Earlier this year, HLM attended a roundtable discussion alongside representatives from Councils across Scotland to discuss how Modern Methods of Construction (MMC) and the Passivhaus Standard could be applied to schools.

With an increased societal awareness of how our actions influence, shape, and affect the environment around us, the buildings we create to deliver education for future generations must play their part in achieving the target of a net zero carbon civilisation, by minimising the impact of embodied and operational energy through construction and in operation.

At the heart of all building design must be to provide for the needs of the end users: we need to create spaces that meet their various operational and programme requirements in efficient, cost-effective ways, and with a focus on achieving sustainable targets.

As we rightly strive for more sustainable forms of development, projects are increasingly being required to meet the Passivhaus standard.

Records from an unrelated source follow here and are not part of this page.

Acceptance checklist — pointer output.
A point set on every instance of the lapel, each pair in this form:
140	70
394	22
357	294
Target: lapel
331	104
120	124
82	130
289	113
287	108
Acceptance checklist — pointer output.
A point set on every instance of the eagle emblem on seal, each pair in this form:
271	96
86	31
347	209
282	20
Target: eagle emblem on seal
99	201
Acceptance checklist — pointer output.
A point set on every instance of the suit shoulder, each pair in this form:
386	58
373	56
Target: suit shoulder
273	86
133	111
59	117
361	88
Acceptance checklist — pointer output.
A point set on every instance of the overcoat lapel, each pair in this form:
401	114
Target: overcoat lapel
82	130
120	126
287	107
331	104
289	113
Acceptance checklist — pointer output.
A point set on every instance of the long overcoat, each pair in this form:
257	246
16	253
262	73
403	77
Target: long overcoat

The criteria for achieving Passivhaus certification are rigorous, with the parameters based on proven building physics that deliver outcomes without the performance gaps so often experienced with traditional building methods. A key component of the standard is a fabric-first approach, which provides excellent thermal performance through maximising airtightness and reducing thermal bridging. Successful delivery calls for simple, robust detailing, good quality construction, and understanding of the Passivhaus requirements across design and delivery teams.

By adopting an approach to Design for Manufacture and Assembly (DfMA) as part of an MMC strategy, it is feasible to utilise 3d volumetric modular, panelised, and other MMC systems to prefabricate components in a controlled, factory environment. By doing this, significantly better tolerances can be achieved than is the case for traditional forms of construction. The multifarious MMC types offer some well-known benefits to construction projects, including reduction in programme; consistent delivery of high quality and dependable detailing; improved safety for workers on and off-site; and enhanced efficiency with less waste and lower overall energy inputs.

Clearly then, MMC offers Passivhaus designers significant opportunities to deliver the consistency and quality of construction required to achieve certification for school buildings. Moreover, by maximising the amount of construction undertaken in factories offsite and minimising the number of deliveries to the operational site, the impact of construction on local communities and the wider environment is minimised.

Perhaps the principal benefit of Passivhaus in schools is the excellent thermal comfort and air quality experienced by the pupils and staff, and the demonstrable improvement that this has on pupils’ concentration and attainment within the learning environment. Reduced energy usage over the longer term also assists schools in focusing more of their limited resources on education rather than on running costs.

When considering the use of MMC for educational facilities, we need to think broadly about the type of spaces that a school requires and the MMC approach which best suits a particular building. This could include for example, volumetric units for frequently replicated, standardised rooms, panellised systems where spaces/volumes are large, or hybrid solutions where requirements are more bespoke to a particular school.

The Scottish Futures Trust (SFC) is currently undertaking research into Scottish schools to identify where similarities and differences appear in recently completed schools. Initial expectations are that the research will provide evidence that although traditional construction was used, standardisation of spaces is already implemented to some degree, and therefore a formalised MMC approach is highly likely to deliver significant benefits.

As well as researching existing schools however, we must also consider the how teaching methods, technology, and curriculum have evolved in recent years – and where these might progress to in the future.

At the heart of all building design must be to provide for the needs of the end users: we need to create spaces that meet their various operational and programme requirements in efficient, cost-effective ways, and with a focus on achieving sustainable targets. The synergies between MMC and Passivhaus are therefore well worth pursuing in the drive for inspirational, innovative, and sustainable educational buildings.